Thursday, August 30, 2012

Apple Granted Patent That Aims To Make Your iPhone Situationally Aware


Apple has just been granted a rather curious patent, that will allow its gadgets to behave differently in different situations. It will use a combination of GPS, network triangulation, and local networks to determine your whereabouts, and behave accordingly. If configured properly, it could be used for things like automatically putting your phone on silent when you’re in a meeting room.

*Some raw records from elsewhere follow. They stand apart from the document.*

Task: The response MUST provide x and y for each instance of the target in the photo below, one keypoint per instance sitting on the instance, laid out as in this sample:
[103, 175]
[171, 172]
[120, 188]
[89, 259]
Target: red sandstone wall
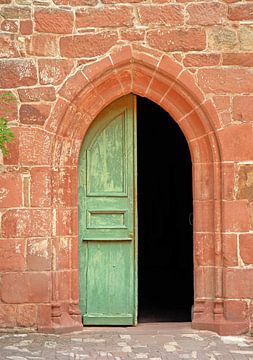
[43, 47]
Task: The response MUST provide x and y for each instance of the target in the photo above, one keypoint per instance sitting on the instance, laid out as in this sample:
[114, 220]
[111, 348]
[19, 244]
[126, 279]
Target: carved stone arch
[164, 81]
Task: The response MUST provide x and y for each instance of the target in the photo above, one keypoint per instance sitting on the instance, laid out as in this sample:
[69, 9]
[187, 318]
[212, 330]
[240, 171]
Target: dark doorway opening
[165, 238]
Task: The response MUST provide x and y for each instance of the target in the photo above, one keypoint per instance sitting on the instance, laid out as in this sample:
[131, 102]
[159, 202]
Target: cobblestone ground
[147, 341]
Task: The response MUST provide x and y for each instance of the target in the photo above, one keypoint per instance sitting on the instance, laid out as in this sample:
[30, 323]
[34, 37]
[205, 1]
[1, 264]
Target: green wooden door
[107, 212]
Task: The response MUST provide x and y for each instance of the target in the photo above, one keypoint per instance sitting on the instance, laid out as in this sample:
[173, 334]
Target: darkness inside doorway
[165, 245]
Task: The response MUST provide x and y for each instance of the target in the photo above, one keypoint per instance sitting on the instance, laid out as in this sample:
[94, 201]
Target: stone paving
[146, 341]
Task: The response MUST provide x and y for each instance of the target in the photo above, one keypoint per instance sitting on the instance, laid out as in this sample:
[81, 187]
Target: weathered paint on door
[107, 212]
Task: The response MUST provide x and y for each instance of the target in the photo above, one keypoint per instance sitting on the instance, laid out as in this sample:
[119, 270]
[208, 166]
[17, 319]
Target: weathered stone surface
[34, 114]
[19, 72]
[177, 40]
[115, 16]
[54, 71]
[25, 288]
[87, 45]
[244, 188]
[246, 248]
[15, 12]
[246, 38]
[222, 38]
[169, 15]
[54, 21]
[206, 13]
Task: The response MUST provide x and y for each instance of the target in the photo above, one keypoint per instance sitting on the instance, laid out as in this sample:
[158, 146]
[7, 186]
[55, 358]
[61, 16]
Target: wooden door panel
[107, 217]
[109, 286]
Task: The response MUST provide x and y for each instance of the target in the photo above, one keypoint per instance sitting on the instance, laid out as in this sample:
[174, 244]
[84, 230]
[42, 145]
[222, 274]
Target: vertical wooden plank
[107, 229]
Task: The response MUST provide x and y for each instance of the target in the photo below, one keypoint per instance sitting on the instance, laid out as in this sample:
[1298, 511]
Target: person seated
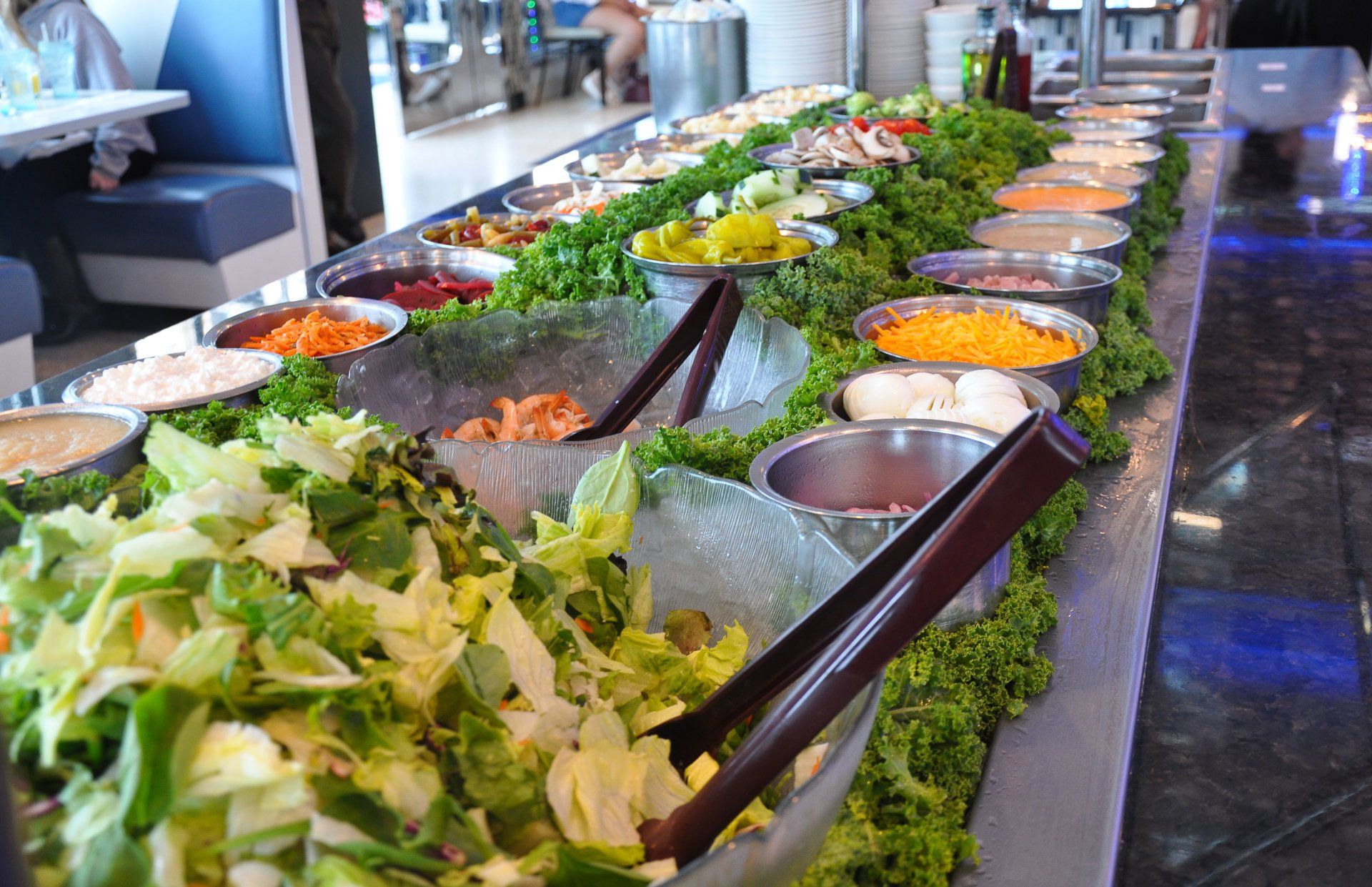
[623, 22]
[36, 174]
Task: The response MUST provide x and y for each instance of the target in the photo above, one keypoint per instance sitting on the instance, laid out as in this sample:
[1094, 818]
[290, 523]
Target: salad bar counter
[407, 694]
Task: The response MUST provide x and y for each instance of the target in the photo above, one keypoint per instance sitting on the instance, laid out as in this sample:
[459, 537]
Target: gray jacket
[99, 66]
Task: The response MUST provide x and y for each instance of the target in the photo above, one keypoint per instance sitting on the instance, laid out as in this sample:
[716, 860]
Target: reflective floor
[1253, 763]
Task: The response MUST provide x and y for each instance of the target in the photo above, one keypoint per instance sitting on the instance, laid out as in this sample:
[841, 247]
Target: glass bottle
[976, 52]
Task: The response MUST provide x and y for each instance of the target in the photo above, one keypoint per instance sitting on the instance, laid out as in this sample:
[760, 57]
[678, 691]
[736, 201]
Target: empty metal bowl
[1127, 198]
[821, 472]
[532, 199]
[1113, 129]
[1063, 377]
[852, 194]
[1084, 283]
[235, 331]
[1140, 153]
[111, 460]
[682, 280]
[821, 172]
[1036, 393]
[238, 396]
[615, 159]
[1124, 174]
[1053, 232]
[375, 277]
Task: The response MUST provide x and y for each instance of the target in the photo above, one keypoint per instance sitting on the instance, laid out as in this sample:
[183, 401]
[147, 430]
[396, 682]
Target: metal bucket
[695, 66]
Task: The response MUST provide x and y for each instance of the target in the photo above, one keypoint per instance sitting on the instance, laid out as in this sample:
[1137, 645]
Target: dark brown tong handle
[1046, 453]
[689, 332]
[787, 658]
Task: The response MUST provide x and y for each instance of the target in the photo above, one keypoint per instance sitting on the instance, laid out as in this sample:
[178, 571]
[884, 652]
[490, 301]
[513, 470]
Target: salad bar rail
[1054, 787]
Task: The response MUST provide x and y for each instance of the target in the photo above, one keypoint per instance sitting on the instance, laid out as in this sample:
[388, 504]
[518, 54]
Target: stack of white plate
[796, 41]
[895, 46]
[945, 29]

These self-aware behaviours, called “policy restrictions” in the patent manifest, could be used for all manner of convenient features. The patent focuses mostly on use in local network applications, like having a Wi-Fi hotspot that told your phone to switch to silent mode. From the patent manifest, as dug up by Apple Insider:
This policy enforcement capability is useful for a variety of reasons, including for example to disable noise and/or light emanating from wireless devices (such as at a movie theater), for preventing wireless devices from communicating with other wireless devices (such as in academic settings), and for forcing certain electronic devices to enter “sleep mode” when entering a sensitive area.
While a lot of this sounds pretty useful, it also seems like a security nightmare. If a wireless hotspot can tell your iPhone to turn itself off, or put itself on silent, it’s a short hop to telling it to get up to more nefarious tasks. There’s also the possibility that Apple could use this to further control DRM. Could Apple not use this to disable your iTunes-purchased music when you travel to a country that that music isn’t licensed for?
All of this is still up in the air until we see how Apple plans to implement the technology, which they’ve shown no signs of doing just yet.